Many in higher education support Genachowski's push for net neutrality.
Net neutrality apparently isn’t dead after all: Federal regulators are moving ahead with a plan to prohibit phone and cable companies from blocking or discriminating against internet traffic flowing over their broadband networks, despite Republican opposition to the plan in Congress.
Julius Genachowski, chairman of the Federal Communications Commission (FCC), will outline his proposal for so-called “net neutrality” rules in a speech on Dec. 1.
Despite Republican opposition, Genachowski plans to bring his proposal to a vote by the full commission before the end of the year; many observers thought this was unlikely to happen after Republicans seized control of the House in last month’s elections.
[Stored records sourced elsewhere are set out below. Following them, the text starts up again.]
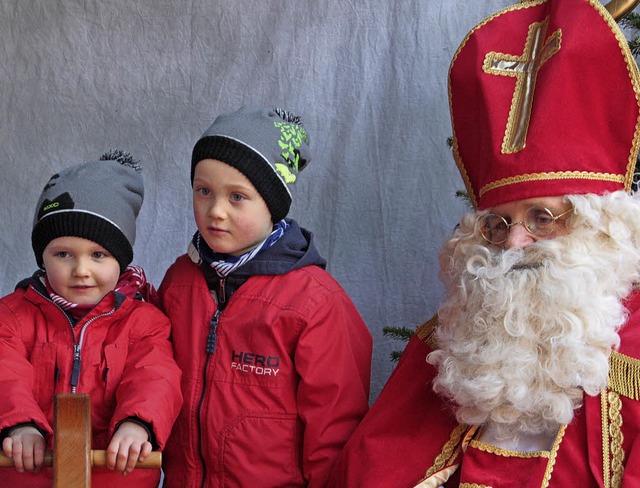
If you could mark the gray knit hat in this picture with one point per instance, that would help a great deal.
(269, 146)
(97, 200)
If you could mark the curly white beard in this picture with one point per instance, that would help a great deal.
(524, 332)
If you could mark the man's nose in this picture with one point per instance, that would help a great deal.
(518, 237)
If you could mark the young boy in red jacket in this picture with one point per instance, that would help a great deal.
(275, 357)
(79, 325)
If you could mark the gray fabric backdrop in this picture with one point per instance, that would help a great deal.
(368, 76)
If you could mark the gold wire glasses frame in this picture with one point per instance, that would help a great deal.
(538, 221)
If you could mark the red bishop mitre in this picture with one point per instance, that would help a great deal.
(544, 100)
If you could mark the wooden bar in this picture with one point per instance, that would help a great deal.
(72, 441)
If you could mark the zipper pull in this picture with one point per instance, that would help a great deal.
(75, 373)
(212, 338)
(222, 293)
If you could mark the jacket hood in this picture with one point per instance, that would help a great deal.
(295, 249)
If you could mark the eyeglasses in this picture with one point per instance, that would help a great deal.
(538, 221)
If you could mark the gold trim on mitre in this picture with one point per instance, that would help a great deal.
(557, 175)
(625, 180)
(624, 375)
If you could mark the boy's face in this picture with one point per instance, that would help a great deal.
(79, 270)
(231, 215)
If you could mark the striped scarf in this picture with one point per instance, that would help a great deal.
(225, 264)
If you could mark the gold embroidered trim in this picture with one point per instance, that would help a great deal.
(524, 68)
(606, 465)
(507, 452)
(456, 153)
(426, 330)
(449, 451)
(617, 438)
(556, 175)
(624, 375)
(634, 76)
(552, 457)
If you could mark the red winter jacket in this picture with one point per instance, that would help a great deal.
(126, 366)
(285, 385)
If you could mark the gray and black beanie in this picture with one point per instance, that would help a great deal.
(269, 146)
(96, 200)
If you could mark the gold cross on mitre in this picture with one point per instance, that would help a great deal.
(538, 49)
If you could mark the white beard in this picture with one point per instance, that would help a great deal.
(523, 333)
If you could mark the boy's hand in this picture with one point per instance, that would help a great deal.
(25, 445)
(129, 444)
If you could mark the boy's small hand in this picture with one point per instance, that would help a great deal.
(129, 444)
(25, 445)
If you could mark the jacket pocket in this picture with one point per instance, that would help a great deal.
(43, 360)
(111, 370)
(262, 450)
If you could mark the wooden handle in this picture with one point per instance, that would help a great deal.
(98, 460)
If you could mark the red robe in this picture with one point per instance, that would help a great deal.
(410, 437)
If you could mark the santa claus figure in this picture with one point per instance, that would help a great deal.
(529, 374)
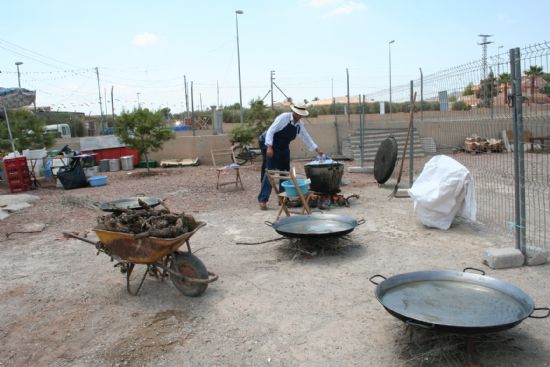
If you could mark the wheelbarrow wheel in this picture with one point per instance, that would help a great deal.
(190, 266)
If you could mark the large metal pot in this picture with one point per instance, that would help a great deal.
(325, 177)
(456, 302)
(315, 225)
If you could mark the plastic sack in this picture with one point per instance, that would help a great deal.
(48, 169)
(443, 191)
(72, 176)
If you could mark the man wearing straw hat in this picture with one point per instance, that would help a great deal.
(276, 144)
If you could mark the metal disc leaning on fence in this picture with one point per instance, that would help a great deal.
(385, 159)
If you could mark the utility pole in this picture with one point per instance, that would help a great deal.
(484, 44)
(105, 98)
(113, 103)
(18, 73)
(272, 75)
(192, 111)
(100, 104)
(349, 110)
(186, 97)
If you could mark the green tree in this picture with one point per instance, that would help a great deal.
(27, 132)
(533, 73)
(143, 131)
(506, 79)
(546, 87)
(469, 90)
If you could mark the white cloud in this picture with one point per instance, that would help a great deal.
(505, 18)
(144, 39)
(347, 8)
(338, 7)
(321, 3)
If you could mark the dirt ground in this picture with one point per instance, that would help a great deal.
(61, 305)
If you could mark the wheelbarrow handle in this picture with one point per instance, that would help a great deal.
(72, 235)
(540, 309)
(474, 269)
(371, 279)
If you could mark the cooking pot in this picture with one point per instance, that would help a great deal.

Net-neutrality rules were one of the Obama administration’s top campaign pledges to the technology industry and have been among Genachowski’s priorities since he took over the FCC more than a year ago.
Many big internet companies, such as search leader Google Inc. and calling service Skype, as well as public-interest groups and some education organizations, insist regulations are needed to ensure broadband companies don’t use their control over internet connections to dictate where consumers can go and what they can do online.
But Genachowski has run into substantial opposition from big phone and cable companies, including AT&T Inc., Verizon Communications Inc., and Comcast Corp., which argue that they should be allowed to manage their networks as they see fit.
Genachowski has spent the past several months trying to craft a compromise.
His new proposal would “culminate recent efforts to find common ground” and create “rules of the road to preserve the freedom and openness of the internet,” according to an advance copy of his remarks.
The plan—which builds on a set of FCC principles first established under the previous administration in 2005—would require that broadband providers let subscribers access all legal online content, applications, and services over their wireline networks.
But it would give broadband providers flexibility to manage their systems to deal with problems such as network congestion and unwanted traffic like spam, as long as they publicly disclose their network management practices.